White comfort

We live in a country where white people generally feel very comfortable.

Try not to get defensive. Letting thoughts come easy and go easy might be one key to becoming a better person. (I don’t know that for sure, but I’m trying it.)

Comfortable. Like the not-too-hot, not-too-cold weather that we get in NYC only a few times a year, temperature so perfect you can hardly feel your skin. So comfortable your body just floats.

Coming from that state, any slight reminder of race or inequality feels like a blast of cold air. Unseemly, almost. An interrupted communal silence (that only some people were invited to.)

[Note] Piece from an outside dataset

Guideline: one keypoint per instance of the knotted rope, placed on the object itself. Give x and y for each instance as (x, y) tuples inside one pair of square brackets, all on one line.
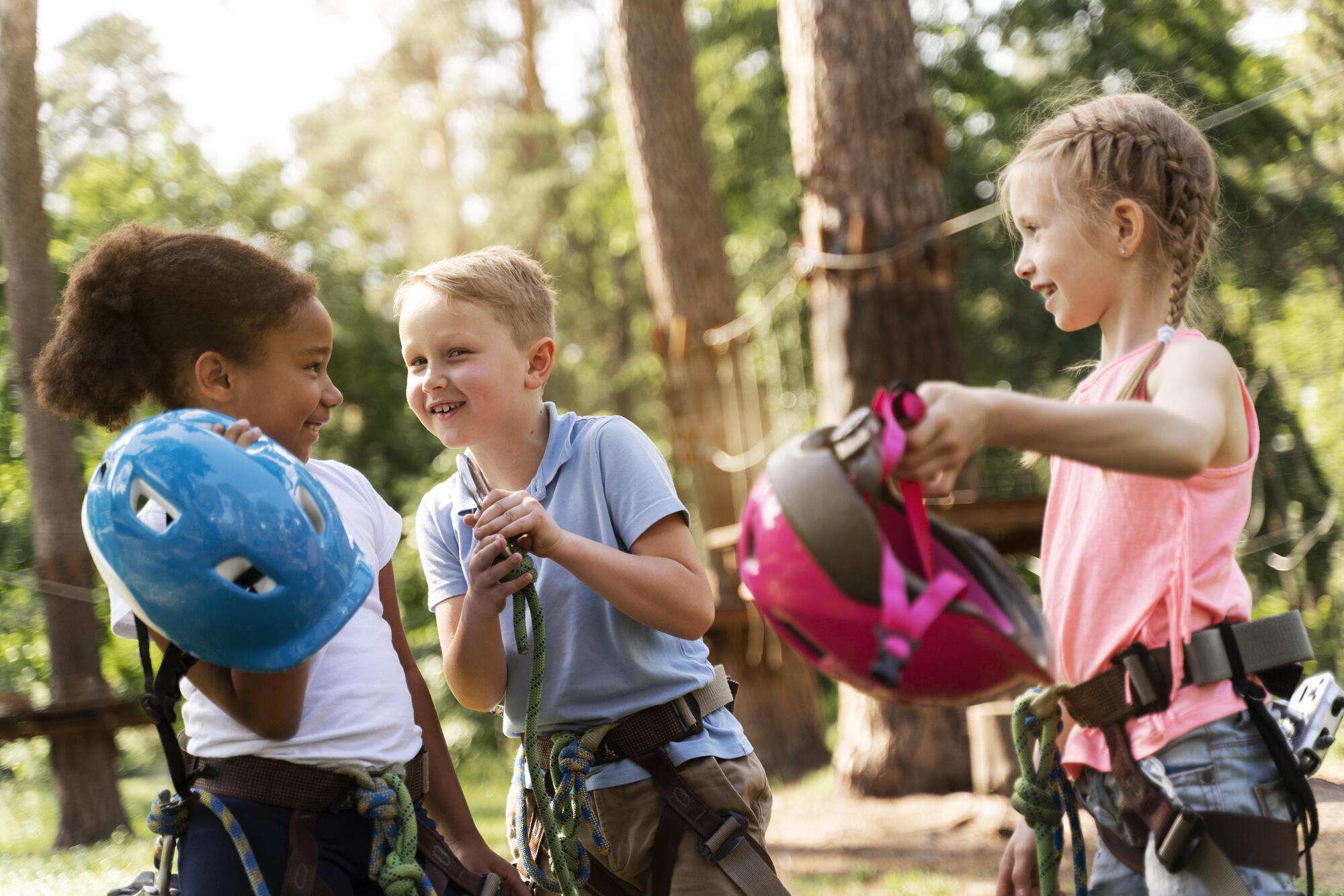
[(392, 858)]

I heard a couple talking on the Long Island Railroad last night, out in the open, with no qualms. Oh, did you hear that she said the White House was built by slaves. Ridiculous. Them two always stirring the pot.

Slaves that worked there were well-fed and had decent lodgings provided by the government, says Bill O’Reilly, seemingly clarifying the sunnier side of slavery, how we really took good care sometimes.

(When they go low, we go high.)

I’m trying to dig in here, trying to understand how these things could be said, re-said, nodded to. Is it as simple, as evil, as plain, as: Take me back to comfort, Bill. Leave the pot unstirred. My comfort means more to me than the humanity of my countrymen. My heart can only admit so much light.

I am grateful that now we know more names, more stories, than we used to, of the too-many people that have been killed without sense and without justice. But this Information Age has not yet come to enough hearts and minds — we are in some in-between time I can’t quite conceptualize, with everything seen, too little felt. Too little real, for too many of us.

(Maybe: the time of unfulfilled empathy. Maybe: the cup will never be full.)

I keep coming back to the various studies on how many doctors and medical professionals don’t think black people feel as much pain as white people. How many hold assumptions that black bodies are more immune to pain — different down to our filaments, other at our most basic and vulnerable.

I grieve for us.

I don’t know all the answers.

But I know that we need to do a hell of a lot better.